The camouflage-clad guerrilla, a Russian tricolor on his arm, heads one of two units tasked with flushing out Ukrainian government soldiers from a site at the heart of the six-month war, which has already claimed 3,400 lives.
Despite a five-week truce, his “Somali battalion” has been aiming tanks and rockets at Prokofiev International Airport, inflicting daily losses and reducing the futuristic structure to piles of rubble and twisted steel.
Ukrainian soldiers have been confined to the airport’s vast bunkers and other underground areas, giving the rebels de facto control, Givi says. A thin man with sallow eyes and graying temples, Givi has turned into a star of recent battlefield dispatches.
He is a native of Abkhazia, which has similarly sought to break away from Georgia with Russian support. In one separatist video, he calmly chats over a cigarette as a shell sends debris scattering next to him and other fighters run for cover.
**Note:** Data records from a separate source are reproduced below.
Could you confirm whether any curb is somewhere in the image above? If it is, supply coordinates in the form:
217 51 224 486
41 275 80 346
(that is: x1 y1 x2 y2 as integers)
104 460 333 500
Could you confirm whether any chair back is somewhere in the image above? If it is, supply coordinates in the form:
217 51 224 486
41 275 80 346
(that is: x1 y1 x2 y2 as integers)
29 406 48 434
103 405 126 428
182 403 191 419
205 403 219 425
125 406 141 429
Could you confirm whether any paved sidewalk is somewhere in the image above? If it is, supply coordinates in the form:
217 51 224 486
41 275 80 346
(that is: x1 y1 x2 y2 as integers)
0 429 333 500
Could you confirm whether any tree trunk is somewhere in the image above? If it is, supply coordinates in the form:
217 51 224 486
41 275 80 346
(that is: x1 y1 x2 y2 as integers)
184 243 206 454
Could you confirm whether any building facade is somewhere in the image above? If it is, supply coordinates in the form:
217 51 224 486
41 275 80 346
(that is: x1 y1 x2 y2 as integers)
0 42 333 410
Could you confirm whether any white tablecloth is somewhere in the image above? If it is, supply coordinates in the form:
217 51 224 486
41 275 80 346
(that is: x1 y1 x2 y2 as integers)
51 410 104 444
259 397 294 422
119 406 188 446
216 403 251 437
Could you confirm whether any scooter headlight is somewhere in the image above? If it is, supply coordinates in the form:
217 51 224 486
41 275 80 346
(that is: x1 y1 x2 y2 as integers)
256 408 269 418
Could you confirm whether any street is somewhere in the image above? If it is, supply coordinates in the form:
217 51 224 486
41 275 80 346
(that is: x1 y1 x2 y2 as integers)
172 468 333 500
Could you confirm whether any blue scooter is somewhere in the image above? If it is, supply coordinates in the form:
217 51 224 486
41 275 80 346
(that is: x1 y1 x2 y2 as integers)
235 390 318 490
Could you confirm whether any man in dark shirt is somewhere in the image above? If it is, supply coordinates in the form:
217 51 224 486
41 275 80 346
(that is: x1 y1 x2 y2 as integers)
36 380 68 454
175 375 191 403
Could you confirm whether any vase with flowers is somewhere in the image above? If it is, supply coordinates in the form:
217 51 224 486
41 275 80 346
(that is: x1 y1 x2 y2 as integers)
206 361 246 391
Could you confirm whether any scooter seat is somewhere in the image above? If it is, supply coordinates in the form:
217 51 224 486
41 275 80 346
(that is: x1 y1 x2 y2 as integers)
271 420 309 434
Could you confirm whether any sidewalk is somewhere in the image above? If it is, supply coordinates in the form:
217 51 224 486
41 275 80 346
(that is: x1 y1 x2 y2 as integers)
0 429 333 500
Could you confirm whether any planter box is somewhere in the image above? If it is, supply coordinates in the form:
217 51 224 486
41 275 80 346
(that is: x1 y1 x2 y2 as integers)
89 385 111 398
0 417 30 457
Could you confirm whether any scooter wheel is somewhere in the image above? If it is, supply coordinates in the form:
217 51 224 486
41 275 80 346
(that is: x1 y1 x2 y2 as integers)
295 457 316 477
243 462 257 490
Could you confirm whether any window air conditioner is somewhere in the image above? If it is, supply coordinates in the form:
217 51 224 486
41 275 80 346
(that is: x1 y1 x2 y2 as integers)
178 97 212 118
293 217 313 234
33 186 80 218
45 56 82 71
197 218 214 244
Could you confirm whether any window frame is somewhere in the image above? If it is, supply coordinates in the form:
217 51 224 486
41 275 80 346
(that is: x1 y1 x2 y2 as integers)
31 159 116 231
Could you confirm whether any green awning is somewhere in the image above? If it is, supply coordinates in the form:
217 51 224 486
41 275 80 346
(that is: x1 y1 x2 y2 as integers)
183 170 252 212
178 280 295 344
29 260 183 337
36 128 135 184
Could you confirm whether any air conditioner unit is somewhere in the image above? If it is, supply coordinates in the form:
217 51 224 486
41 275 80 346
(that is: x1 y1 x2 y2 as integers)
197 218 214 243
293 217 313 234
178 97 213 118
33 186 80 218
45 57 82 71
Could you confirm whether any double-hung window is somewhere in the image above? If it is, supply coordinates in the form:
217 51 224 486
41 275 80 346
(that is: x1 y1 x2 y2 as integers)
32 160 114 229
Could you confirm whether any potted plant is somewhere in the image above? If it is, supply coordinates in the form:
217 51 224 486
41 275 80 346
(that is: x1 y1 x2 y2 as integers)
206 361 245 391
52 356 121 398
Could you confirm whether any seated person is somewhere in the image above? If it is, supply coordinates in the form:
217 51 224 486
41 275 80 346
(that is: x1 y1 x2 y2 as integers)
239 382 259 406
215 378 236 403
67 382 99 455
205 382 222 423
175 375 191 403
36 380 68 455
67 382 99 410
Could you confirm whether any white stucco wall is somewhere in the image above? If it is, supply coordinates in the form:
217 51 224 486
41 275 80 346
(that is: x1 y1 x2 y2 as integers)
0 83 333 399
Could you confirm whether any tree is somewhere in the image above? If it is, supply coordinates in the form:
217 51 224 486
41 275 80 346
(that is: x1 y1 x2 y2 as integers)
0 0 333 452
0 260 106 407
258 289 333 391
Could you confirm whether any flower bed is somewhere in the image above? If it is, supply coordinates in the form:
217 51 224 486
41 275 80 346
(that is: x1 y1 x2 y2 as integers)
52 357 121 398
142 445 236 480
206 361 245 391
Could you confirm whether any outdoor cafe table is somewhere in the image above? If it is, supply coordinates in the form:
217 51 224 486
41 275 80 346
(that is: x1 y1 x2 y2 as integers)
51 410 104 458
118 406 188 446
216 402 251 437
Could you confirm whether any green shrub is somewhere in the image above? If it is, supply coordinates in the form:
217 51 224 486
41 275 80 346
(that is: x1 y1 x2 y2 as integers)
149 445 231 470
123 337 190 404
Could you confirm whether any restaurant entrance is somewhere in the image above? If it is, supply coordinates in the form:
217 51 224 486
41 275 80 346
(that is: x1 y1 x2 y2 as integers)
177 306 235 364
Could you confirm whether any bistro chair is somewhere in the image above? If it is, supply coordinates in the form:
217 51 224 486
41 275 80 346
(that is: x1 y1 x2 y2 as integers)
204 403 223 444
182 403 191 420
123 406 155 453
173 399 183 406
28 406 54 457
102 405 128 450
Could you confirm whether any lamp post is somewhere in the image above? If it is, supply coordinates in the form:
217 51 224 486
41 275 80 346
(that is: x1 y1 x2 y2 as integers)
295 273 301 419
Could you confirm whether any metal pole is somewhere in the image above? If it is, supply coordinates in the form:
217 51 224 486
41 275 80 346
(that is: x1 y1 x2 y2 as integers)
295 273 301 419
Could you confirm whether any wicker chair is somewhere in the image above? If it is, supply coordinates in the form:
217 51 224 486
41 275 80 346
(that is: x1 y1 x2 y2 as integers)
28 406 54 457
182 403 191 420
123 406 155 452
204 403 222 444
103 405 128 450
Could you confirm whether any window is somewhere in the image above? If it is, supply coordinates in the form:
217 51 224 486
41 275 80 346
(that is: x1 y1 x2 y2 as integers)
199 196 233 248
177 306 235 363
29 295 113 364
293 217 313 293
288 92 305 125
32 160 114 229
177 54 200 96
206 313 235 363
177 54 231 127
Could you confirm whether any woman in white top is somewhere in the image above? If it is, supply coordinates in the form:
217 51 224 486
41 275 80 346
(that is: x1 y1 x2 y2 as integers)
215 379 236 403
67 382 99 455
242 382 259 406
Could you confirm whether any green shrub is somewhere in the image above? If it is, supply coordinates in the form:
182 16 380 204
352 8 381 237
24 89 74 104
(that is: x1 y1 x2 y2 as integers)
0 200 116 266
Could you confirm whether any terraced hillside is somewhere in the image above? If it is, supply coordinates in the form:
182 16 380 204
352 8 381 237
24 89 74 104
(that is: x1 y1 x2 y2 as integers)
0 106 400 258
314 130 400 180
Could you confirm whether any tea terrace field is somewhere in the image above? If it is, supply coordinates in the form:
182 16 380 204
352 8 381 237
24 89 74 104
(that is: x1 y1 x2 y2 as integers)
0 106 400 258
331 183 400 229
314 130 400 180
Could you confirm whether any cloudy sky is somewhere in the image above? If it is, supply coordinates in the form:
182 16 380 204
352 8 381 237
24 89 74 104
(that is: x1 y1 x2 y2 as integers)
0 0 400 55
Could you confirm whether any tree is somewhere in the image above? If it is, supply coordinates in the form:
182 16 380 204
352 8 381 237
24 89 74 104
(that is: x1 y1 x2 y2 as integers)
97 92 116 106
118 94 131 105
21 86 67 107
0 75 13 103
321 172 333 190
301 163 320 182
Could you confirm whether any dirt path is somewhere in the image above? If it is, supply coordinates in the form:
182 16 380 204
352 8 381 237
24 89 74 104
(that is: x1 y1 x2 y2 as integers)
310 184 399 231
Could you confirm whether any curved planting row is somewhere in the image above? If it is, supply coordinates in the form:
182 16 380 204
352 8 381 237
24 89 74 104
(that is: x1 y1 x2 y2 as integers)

Above ground, short-range rockets fly. Some shells land meters from the building.
According to the militants, Ukrainian forces pound the city from outlying villages such as Peski, about 2km away.
“There are still soldiers underground, but we will make them leave one by one. Every day we do some mopping up,” he says. “The airport is under our control.”
Asked about the Sept. 5 ceasefire agreement separatist leaders signed with Kiev under Russian pressure, Givi smiles.
“If there is an attack from them [Ukrainian soldiers], nobody will stop us — neither the OSCE, nor anybody else,” he says in reference to the 80-member team from the Organization for Security and Co-operation in Europe that is monitoring truce compliance.
As has been the case throughout the uprising, Kiev gives a completely different ground report, saying that its troops have repelled the daily raids on the airport and maintained control.
Givi came to Donetsk with a group of separatist fighters, including a man named Motorola who leads another famed rebel unit, after they captured the eastern town of Ilovaysk in August. Ukraine has confirmed it lost at least 100 soldiers in that battle.
Analysts believe the loss of Ilovaysk was so devastating and surprising that it convinced Ukrainian President Petro Poroshenko to sue for peace and offer rebel-run parts of the east limited autonomy under the September ceasefire deal.
Givi is interested only in total victory, with every last government soldier forced out of the Russian-speaking east.
The rebels have taken over several upper floors of the building to give them a line of sight and fire on the airport. Miraculously, several apartments are still occupied by their old residents.
On the fifth floor is the command center used by Givi, who issues orders juggling a phone and a walkie-talkie while stepping over romance novels, tea boxes and other remnants of civilians’ previous lives.
“We do not attack anyone; we merely respond to the fire,” he says. “We do this for the people who live around the airport so that they do not suffer Ukrainian shelling.”